A fronte di tale motivazione il T.A.R. del Lazio ha affermato che tale giudizio formulato dall’Amministrazione con mero riferimento ai caratteri della “nobiltà dell’opera e buona qualità esecutiva risultasse di fatto “assiomatico e immotivato, in quanto consiste in un mero richiamo del criterio di valutazione precisato senza esplicitare in alcun modo la ragione per cui è ravvisata la sussistenza del prescritto carattere nell’esemplare oggetto di valutazione, senza svolgere alcuna considerazione in merito all’eventuale frequenza e della disponibilità di opere analoghe, e soprattutto senza motivare in alcun modo il giudizio sulla rappresentatività e significatività dell’opera di rilevanza tale da poterlo considerare meritevole di essere considerato componente costitutiva del patrimonio culturale nazionale”. Accogliendo pertanto il ricorso avverso il diniego all’autorizzazione all’esportazione[1], il T.A.R. ha altresì annullato il provvedimento di dichiarazione di interesse storico-artistico particolarmente importante sull’opera, rilevando un manifesto difetto di motivazione, nota figura sintomatica dell’eccesso di potere.

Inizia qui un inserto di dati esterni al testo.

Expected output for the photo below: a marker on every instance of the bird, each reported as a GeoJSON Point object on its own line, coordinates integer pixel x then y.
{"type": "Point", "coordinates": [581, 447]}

Andrea Bonaiuti, Santo vescovo, San Bartolomeo e profeta (Wikimedia)

Il rilievo più interessante fatto proprio dal T.A.R. Lazio in questo contenzioso riguarda la valutazione in merito alla rarità del dipinto in questione. Con riferimento a questo tema, il T.A.R., facendo proprio un orientamento consolidato nel tempo, ha dapprima rilevato che il concetto di rarità di un’opera non può essere considerato in termini strettamente numerici o di unicità e, in secondo luogo, in via molto innovativa, ha sostenuto che il giudizio valutativo in questione, che si fonda su un concetto di utilità marginale di un’unità aggiuntiva dell’opera rispetto a quelle già possedute, avendo natura comparativa, è “mutabile nel tempo a seconda delle esigenze di formazione culturale e delle politiche culturali di cui costituisce espressione. A partire da ciò il giudice amministrativo evidenzia come le politiche culturali del momento possono differentemente giustificare l’ascrizione al patrimonio culturale nazionale anche dell’ennesimo dipinto di un Maestro già presente nelle collezioni pubbliche qualora l’organo consultivo ne ravvisi il particolare valore identitario”. Come opportunamente rilevato, questo tipo di ragionamento evidenzia il favor del giudice amministrativo ad un orientamento nazionalistico per cui la presenza di altre numerose opere dell’artista sul territorio nazionale non rappresenta di per sé un motivo in grado di giustificare il vizio di legittimità del diniego all’esportazione[2].


[1] Si veda l’intera motivazione della sentenza: T.A.R. Lazio, Sez. II quater, 15 giugno 2011, n. 5318

[2] A. PIRRI VALENTINI, Il controllo giurisdizionale sull’esportazione di opere d’arte, in Rivista trimestrale di diritto pubblico, n. 2 del 2020, p. 505.